Joanna Koerten, Amsterdam 1650 – 1715 Amsterdam
Pas in 1691 trouwde ze met de doopsgezinde koopman Adriaan Blok, die haar erg stimuleerde. Omstreeks die tijd begon ze met haar knippen in ‘opwerk’, waarbij ze de getekende lijnen en arceringen op zeer fijne manier uit het papier haalde. Er is van haar een zestal werkstukken bewaard gebleven, maar we weten dat ze Bijbelse en mythologische voorstellingen heeft gemaakt en veel gesneden heeft naar voorbeeld van schilderijen en gravures. Onder andere een allegorie van de Romeinse Vrijheid, met portretten van de 12 eerste keizers, 1697. Met al dit werk is ze een beroemdheid geworden voor haar tijdgenoten. Men noemde haar ‘Schaarminerve’.
Op latere leeftijd legde ze zich toe op het maken van portretten van bekende personen uit binnen- en buitenland; daarvoor gebruikte ze ook gravures die ze natekende en aanpaste, of ze had bij een bezoek een portretschets gemaakt. Onlangs is een door haar geknipt portret van raadspensionaris Johan de Wit teruggevonden.

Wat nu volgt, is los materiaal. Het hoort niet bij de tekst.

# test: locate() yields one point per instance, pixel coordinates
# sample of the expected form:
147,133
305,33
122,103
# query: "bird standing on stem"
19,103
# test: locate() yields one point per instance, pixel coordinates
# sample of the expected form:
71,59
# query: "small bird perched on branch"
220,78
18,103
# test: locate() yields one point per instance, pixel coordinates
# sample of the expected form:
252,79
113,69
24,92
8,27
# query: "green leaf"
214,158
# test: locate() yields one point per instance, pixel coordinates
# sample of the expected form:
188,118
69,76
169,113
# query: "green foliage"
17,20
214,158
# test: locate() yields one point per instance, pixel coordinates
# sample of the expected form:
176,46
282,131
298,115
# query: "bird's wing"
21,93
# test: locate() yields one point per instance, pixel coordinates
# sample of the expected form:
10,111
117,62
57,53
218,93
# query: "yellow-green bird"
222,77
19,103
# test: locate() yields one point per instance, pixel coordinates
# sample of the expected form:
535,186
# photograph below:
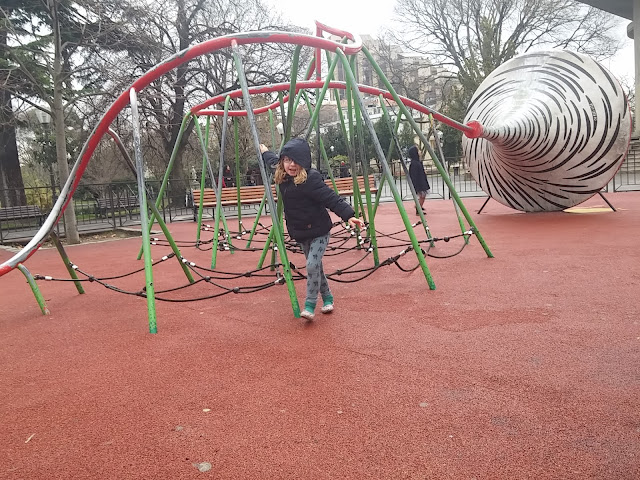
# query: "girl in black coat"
306,199
418,177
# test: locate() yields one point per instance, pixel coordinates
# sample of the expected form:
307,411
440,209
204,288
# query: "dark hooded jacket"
305,205
416,171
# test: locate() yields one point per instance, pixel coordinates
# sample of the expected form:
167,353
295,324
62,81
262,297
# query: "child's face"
291,167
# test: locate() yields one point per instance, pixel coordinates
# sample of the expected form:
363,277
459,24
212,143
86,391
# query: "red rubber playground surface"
522,366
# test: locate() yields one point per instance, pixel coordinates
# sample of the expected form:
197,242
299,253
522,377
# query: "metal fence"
109,206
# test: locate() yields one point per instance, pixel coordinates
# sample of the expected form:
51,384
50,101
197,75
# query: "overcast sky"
369,16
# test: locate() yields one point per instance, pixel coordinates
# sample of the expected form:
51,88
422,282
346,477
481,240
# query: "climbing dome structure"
531,134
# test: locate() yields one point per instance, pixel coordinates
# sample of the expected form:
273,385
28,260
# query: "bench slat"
253,195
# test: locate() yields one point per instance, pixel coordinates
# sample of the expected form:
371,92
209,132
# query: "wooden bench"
20,212
103,205
253,195
345,185
229,197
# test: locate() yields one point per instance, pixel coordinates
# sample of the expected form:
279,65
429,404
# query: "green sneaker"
327,304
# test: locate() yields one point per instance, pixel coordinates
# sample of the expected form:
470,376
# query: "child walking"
306,199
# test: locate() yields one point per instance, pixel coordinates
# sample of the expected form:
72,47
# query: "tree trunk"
11,183
71,227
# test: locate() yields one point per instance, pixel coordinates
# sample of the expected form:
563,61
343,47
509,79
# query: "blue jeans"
314,249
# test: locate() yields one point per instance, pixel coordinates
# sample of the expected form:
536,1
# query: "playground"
520,366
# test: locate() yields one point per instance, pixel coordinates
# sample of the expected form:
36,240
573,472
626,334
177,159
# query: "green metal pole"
236,138
203,178
218,187
387,171
154,209
367,189
172,159
66,261
438,164
275,226
34,289
412,189
146,247
257,220
455,205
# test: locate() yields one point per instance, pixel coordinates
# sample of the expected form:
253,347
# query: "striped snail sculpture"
553,128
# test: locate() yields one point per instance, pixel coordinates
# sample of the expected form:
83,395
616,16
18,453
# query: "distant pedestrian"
418,176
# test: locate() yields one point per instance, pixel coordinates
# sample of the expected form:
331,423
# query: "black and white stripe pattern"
556,128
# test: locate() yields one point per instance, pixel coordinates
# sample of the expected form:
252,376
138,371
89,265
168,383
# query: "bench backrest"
346,184
229,195
20,211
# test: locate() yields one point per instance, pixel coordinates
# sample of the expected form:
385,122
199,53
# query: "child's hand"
353,221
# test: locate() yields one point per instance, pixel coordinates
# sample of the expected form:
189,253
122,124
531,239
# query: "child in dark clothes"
306,199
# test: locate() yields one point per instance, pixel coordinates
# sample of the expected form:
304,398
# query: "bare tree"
476,36
45,64
176,25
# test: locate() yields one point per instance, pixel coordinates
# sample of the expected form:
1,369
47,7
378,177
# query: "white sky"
369,16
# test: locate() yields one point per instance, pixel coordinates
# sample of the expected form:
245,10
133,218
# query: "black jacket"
305,205
416,171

Vorsten bezochten haar en deden bestellingen. Een werkstuk voor de Oostenrijkse Keizerin leverde haar meer dan ƒ 4000,- op en een bod van een Duitse vorst van 1000 gulden voor drie knipsels sloeg ze af ‘omdat zij er zoveel werk aan had gehad’. Blok stelde er een eer in om vooraanstaande personen iets te laten schrijven in een gastenboek, het Stamboek. ‘Hoge personaadjes’ en min of meer verdienstelijke dichters schreven er hun opdrachten in, andere kunstenaars schilderden of kalligrafeerden iets. Toch heeft Joanna wel opengestaan voor geïnteresseerden. Ze liet haar gereedschap zien en ’trof zij somwijlen iemand aan, waarin zij eenige zucht tot de kunst bespeurde, dan bood zij een behulpzame hand, en zoo hij reeds eenige ondernemingen had gemaakt, zij spoorde hem verder aan’. Ondanks de ophef van haar tijdgenoten, ook na haar dood, heeft haar schaarkunst de eeuwen niet verduurd. Toch behoort ze tot de meest noemenswaardigen van de Nederlandse knipkunst.